Voynich for Java (v4j) library
Last updated Dec. 28th, 2024.
This note refers to release v.13.0.0 of v4j; links to classes and files refer to this release; files might have been changed, deleted or moved in the current master branch. In addition, some of this note content might have become obsolete in more recent versions of the library.
Working notes are not providing detailed description of algorithms and classes used; for this, please refer to the library code and JavaDoc.
Please refer to the home page for a set of definitions that might be relevant for this working note.
It is known since the very beginning of Voynich studies, that the distribution of character within the pages presents some statistical anomalies. This note looks into it, using for the first time the Slot transcription.

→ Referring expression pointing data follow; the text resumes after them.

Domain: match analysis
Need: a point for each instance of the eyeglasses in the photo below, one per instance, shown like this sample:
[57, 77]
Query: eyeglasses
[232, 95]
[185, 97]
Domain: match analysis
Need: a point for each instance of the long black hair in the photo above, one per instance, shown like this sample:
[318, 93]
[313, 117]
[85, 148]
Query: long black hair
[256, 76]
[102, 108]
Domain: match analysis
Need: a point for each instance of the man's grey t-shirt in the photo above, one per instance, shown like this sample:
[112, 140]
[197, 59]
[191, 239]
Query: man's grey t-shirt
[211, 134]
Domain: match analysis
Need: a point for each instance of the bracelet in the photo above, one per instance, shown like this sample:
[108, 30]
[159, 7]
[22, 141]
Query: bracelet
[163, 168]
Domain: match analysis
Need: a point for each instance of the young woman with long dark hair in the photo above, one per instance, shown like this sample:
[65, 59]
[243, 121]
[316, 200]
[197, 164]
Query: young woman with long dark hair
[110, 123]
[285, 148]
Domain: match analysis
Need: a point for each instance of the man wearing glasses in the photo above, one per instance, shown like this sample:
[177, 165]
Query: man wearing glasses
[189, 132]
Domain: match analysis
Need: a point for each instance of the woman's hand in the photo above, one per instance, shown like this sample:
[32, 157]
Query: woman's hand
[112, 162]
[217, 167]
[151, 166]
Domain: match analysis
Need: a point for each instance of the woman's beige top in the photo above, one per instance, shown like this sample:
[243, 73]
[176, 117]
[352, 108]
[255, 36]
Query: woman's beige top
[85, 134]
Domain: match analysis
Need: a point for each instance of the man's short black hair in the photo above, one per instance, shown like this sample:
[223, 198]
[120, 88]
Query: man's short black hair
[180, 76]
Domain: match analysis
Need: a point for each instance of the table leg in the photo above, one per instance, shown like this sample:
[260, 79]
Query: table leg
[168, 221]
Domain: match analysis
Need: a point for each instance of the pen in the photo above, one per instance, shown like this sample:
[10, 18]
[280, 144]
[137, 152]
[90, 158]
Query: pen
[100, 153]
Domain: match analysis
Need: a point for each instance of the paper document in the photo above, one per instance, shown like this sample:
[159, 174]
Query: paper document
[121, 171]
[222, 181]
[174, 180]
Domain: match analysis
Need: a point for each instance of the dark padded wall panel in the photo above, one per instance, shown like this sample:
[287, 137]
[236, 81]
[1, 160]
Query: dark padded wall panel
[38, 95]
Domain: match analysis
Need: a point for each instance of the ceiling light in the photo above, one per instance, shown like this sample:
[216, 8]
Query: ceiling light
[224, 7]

Not all of the findings here are original, but I think there are some insight never reported before, this also because I am using the Slot alphabet for my analysis.
Unless differently indicated, the rest of this note uses the Slot alphabet when quoting Voynich text (e.g. ‘SEdy’ corresponds to EVA ‘sheedy’).
In this note I will show the result of several experiments. In each experiment, the text of the Voynich is split into two parts, for example initial lines of every paragraph will form the first part of text, whilst the other lines will be in the second part; the character distribution of the two parts is compared using a chi-squared test, where each “bin” is a character. If the test shows a statistically significant variation, then each character is tested individually (using a binomial test), to highlight which characters behave significantly differently in the two parts of the text.
In all experiments, the concordance version of the Voynich in the Slot alphabet is used; only text appearing in paragraphs is considered (IVTFF locus type = P0 or P1). The experiments are done separately for each cluster.
The set of experiments is as follows:
The results are shown in the below table{1}{2}:
As a test, experiments have been repeated with a shuffled version of the Voynich where the layout (number of tokens in each line) has been preserved but tokens were shuffled around randomly, and the anomalies in distribution disappeared.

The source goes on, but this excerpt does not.